Hi,

I am currently going through Part-1 old lectures. In Lesson 4 (video: https://youtu.be/V2h3IOBDvrA?t=252), convolution is explained in a spread sheet. Here, Jeremy explains that for multi-channeled input, filtering is not a 2D matrix but rather a tensor. But, in the VGG code & Convolution2D function documentation, I see it doesn’t take tensor but a normal 2D filter. Even when there are multiple channels for an image.

Below is my understanding that fits the convolution flow. I would like to know if it is correct. Or if I am missing something here:

A colored image (cat or a dog) will have its input size as 3x224x224. Here 224x224 is the pixel dimension. 3 is number of channels - red, green, blue.
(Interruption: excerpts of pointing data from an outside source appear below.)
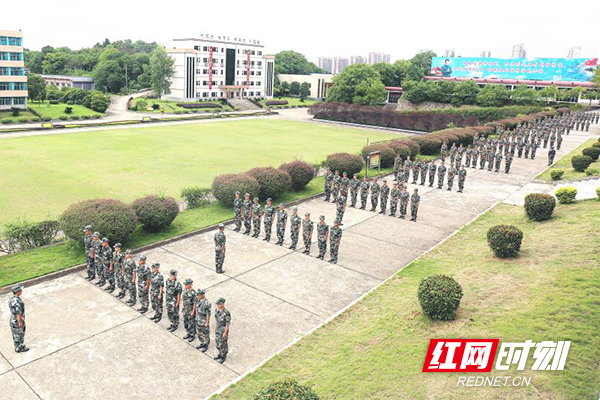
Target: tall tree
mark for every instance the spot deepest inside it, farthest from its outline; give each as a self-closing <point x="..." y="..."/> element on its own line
<point x="161" y="71"/>
<point x="359" y="83"/>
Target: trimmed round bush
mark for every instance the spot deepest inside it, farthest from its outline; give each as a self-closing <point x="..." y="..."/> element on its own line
<point x="288" y="389"/>
<point x="345" y="162"/>
<point x="387" y="155"/>
<point x="273" y="182"/>
<point x="505" y="240"/>
<point x="593" y="152"/>
<point x="112" y="218"/>
<point x="300" y="172"/>
<point x="539" y="206"/>
<point x="155" y="213"/>
<point x="225" y="186"/>
<point x="580" y="163"/>
<point x="440" y="297"/>
<point x="566" y="195"/>
<point x="400" y="149"/>
<point x="556" y="174"/>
When we pass this image to the a convolution layer - ‘Convolution2D(64, 3, 3, activation=‘relu’)’, we are applying 64 filters each of size 3x3 on each channel(?). So,

- filter1 will have 3x3 matrix run over red channel (which is of size 224x224) & we will get an output of 224x224 (assuming zero padding)
- Similarly, filter1 will also be run on blue & green channels to get 2 outputs of size 224x224 each.
- Is my understanding till here correct? If so, will the output of all 3 channels somehow be merged into a single 224x224 convolution? Because, when we apply 64 filters, the output for each colored input image is 64 convolutions according to documentation of Convolution2D.
- If above understanding is correct then, same process is repeated for filter2 to filter64 to get a total of 64 convolutions. Which would comply to the documentation.

Pls, let me know if this is how convolution works. And if not, what am I missing here?